This morning, I am alive – thank the man in the moon for that.
I almost didn’t make it through last night. It was touch and go there for a while. It was a close call, and I mean a really close call.
But in the end, the big red pot that sat on the stove overnight with the turkey soup inside that I’m making because Monday was Thanksgiving and we had two turkeys and something needed to be done with the bones, did NOT explode into a giant fireball, ultimately consuming me and my family in smoke and flames as we lay unconscious and charred in our beds, the firefighters unable to get to us because the blaze was just too intense.
Yes, I’m a little neurotic.
And as someone of this unstable ilk, there are a few things – OK, a lot of things – that bother the hell out of me. The first one – if you haven’t already figured it out – is leaving food to simmer on a ridiculously low temperature overnight on the stove, even if that food will spoil otherwise because there isn’t room for it in the fridge and it’s not cold enough yet to set it on the back porch. My feeling: you never know when the burner will go from slightly warm to inferno-level for absolutely no reason.
I also don’t like the toothpaste lid to be left off or askew – ever. It could fall onto the floor, and I could step on it while I was curling my hair with the curling iron, which I rarely do and which would be very ironic if I was doing it during that inopportune moment. This could accidentally cause me to burn off a hunk of my hair, and make me look either really crazy or like I was some kind of new-wave fashion maven or one of those older but still fairly cool MTV hosts. Sadly, I’m not that put together.

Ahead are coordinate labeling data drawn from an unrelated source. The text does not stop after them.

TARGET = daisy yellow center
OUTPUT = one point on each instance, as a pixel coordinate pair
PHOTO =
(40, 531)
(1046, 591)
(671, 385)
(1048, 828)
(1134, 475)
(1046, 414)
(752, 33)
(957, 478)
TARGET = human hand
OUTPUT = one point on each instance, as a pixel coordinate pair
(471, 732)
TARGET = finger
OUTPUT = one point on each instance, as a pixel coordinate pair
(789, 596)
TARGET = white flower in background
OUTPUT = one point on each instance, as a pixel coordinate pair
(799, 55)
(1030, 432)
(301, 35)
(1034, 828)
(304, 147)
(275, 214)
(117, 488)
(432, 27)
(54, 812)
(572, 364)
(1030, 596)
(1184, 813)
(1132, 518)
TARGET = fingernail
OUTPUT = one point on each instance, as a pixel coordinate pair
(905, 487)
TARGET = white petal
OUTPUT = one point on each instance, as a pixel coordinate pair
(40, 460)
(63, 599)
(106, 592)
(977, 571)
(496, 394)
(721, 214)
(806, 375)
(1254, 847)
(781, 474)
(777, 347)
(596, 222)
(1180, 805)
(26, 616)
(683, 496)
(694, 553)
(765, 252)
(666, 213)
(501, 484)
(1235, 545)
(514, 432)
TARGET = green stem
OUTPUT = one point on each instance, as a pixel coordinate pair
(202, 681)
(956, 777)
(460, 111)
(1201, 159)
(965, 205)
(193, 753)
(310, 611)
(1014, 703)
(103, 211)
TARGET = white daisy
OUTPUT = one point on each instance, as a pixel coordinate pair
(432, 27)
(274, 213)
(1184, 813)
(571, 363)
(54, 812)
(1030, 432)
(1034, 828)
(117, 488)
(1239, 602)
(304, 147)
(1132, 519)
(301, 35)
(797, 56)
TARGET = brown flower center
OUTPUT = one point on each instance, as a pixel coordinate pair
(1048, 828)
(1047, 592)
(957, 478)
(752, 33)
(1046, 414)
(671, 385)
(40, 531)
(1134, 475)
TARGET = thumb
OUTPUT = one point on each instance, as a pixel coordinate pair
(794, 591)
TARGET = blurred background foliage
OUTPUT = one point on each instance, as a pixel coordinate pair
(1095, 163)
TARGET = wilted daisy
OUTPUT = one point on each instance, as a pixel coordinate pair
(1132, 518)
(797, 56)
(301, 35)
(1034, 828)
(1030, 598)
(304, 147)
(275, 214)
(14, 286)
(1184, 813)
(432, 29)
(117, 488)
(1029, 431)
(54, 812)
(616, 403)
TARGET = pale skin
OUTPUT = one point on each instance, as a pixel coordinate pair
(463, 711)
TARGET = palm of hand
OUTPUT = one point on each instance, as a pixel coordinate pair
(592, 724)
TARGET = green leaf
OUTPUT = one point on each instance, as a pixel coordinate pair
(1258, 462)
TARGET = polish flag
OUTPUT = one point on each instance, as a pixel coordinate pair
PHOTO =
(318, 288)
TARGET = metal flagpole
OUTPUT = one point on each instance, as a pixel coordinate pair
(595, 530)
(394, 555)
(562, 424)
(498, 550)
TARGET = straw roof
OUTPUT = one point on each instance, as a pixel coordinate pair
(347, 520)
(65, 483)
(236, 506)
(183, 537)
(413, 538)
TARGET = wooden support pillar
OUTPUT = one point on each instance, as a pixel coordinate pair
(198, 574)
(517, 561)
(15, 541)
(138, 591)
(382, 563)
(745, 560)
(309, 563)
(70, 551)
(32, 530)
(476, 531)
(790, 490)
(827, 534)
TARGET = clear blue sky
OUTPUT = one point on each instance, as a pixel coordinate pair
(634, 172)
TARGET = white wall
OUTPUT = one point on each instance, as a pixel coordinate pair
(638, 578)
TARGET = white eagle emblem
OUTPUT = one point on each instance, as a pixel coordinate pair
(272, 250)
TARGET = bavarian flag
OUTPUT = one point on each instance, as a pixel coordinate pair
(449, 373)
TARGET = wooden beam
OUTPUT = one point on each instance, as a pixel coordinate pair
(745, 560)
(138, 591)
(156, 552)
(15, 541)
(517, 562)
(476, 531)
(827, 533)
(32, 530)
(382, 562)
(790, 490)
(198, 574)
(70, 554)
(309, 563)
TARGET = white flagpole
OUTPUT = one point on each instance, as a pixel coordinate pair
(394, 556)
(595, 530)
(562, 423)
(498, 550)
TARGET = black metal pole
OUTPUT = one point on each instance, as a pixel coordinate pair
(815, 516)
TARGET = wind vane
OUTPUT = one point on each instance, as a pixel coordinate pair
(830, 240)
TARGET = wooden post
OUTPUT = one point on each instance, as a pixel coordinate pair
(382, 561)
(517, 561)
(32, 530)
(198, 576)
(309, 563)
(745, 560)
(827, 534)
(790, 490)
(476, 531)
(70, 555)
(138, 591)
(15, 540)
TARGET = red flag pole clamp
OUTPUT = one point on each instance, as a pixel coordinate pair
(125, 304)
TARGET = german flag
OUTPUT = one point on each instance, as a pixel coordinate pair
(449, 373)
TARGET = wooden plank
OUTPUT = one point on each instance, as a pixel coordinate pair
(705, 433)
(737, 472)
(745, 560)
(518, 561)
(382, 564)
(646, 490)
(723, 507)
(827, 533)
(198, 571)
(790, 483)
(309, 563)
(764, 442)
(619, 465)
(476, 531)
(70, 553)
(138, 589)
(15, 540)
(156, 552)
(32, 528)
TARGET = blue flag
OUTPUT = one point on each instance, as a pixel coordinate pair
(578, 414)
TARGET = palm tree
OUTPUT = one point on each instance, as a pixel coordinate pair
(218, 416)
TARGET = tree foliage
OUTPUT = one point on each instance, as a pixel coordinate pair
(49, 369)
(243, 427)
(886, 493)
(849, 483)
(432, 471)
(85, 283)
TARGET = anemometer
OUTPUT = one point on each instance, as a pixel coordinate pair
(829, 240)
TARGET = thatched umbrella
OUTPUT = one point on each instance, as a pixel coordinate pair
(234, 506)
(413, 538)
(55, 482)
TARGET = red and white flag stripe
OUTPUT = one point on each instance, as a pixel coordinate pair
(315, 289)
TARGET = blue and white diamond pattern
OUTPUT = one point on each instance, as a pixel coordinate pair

My clothes wouldn’t match my head’s hip appearance. I’d probably just look homeless.
And it drives me batty if someone leaves a teaspoon or so of cereal in the box, or less than a cup of liquid in the milk container. Eat it or drink it, for Christ’s sake. As if that little bit is going to make a meal for someone else.
And fingerprints on the microwave or stove? Don’t even get me started on that. Damn you, stainless steel appliances.
Strangely though, I don’t care if there is cat barf on the carpet for a few days. What’s it hurting anybody? Just don’t walk there.
And I don’ t care if the shelves in that same fridge are stained or covered in sticky stuff in a few places either.
I guess we all have our pet peeves, and we all have things we don’t give two shits about. It’s the magic of being human.
A psychologist once said to me,” There is really only ONE important question that you have to ask yourself, and that is, do you think it’s OK to poop in your pants? If you answered ‘no’, then you are fine. If you answered ‘yes’, then you are either two-years-old, or a complete wack job. Since you drove here, I’ll assume the latter.”
Anyway, whose idea was it to make that G.D. turkey soup? That’s right, it was my husband’s. He is always trying to use our resources to their utmost potential, always trying to push me outside of my comfort zone. I guess we were made for each other.